HOLOPIS.COM, JAKARTA – Ketegangan antara Amerika Serikat dan Iran yang kembali meningkat di kawasan Timur Tengah membuat pemerintah Indonesia meningkatkan kewaspadaan terhadap keselamatan jemaah umrah.
Kementerian Haji dan Umrah memastikan proses pemulangan jemaah berjalan aman dan bertahap di tengah dinamika penerbangan internasional.
Juru Bicara Kementerian Haji dan Umrah RI, Ichsan Marsha, menegaskan bahwa keselamatan jemaah menjadi prioritas utama pemerintah.
“Sejak 28 Februari hingga 1 Maret 2026, sebanyak 6.047 jemaah telah kembali ke Tanah Air dengan aman. Pemerintah terus mengawal proses ini agar seluruh jemaah dapat pulang secara bertahap dan tertib,” ujar Ichsan di Jakarta, Minggu (2/3/2026).
Rinciannya, pada 28 Februari sebanyak 4.200 jemaah kembali menggunakan 12 penerbangan. Sedangkan pada 1 Maret, 2.047 jemaah pulang melalui lima penerbangan.
43 Ribu Calon Jemaah Terjadwal Berangkat
Di sisi lain, terdapat 43.363 calon jemaah umrah yang direncanakan berangkat hingga sebelum musim haji pada 18 April 2026. Mereka berasal dari 439 Penyelenggara Perjalanan Ibadah Umrah (PPIU).
“Kami memastikan setiap PPIU menjalankan kewajibannya secara penuh, mulai dari pemberangkatan, pelayanan selama di Arab Saudi, hingga kepulangan jemaah. Tanggung jawab itu tidak boleh diabaikan,” tegas Ichsan.
Pemerintah juga meminta komunikasi antara PPIU dan jemaah tetap berjalan baik demi menghindari kepanikan.
“Kami mengajak jemaah dan PPIU untuk saling memahami.
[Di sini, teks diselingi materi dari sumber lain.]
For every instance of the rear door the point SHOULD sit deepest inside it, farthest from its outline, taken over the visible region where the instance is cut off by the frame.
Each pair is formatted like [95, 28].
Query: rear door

Yang utama adalah memastikan seluruh jemaah tetap aman, terlayani, dan mendapatkan kepastian,” lanjutnya.
Negara Hadir untuk Perlindungan Jemaah
Pemerintah menegaskan komitmennya untuk hadir dalam setiap kondisi darurat. Jemaah yang mengalami kendala hukum atau situasi darurat di Arab Saudi maupun negara transit diminta segera menghubungi KBRI atau KJRI setempat.
“Kami bersama Kementerian Luar Negeri terus berkoordinasi dengan perwakilan RI di luar negeri untuk memastikan setiap persoalan jemaah ditangani cepat dan tepat. Kami meminta seluruh jemaah tetap tenang dan mengikuti arahan resmi,” pungkas Ichsan.
Demi keselamatan, Kementerian Haji dan Umrah mengimbau calon jemaah yang dijadwalkan berangkat dalam waktu dekat untuk menunda keberangkatan hingga situasi Timur Tengah kembali kondusif.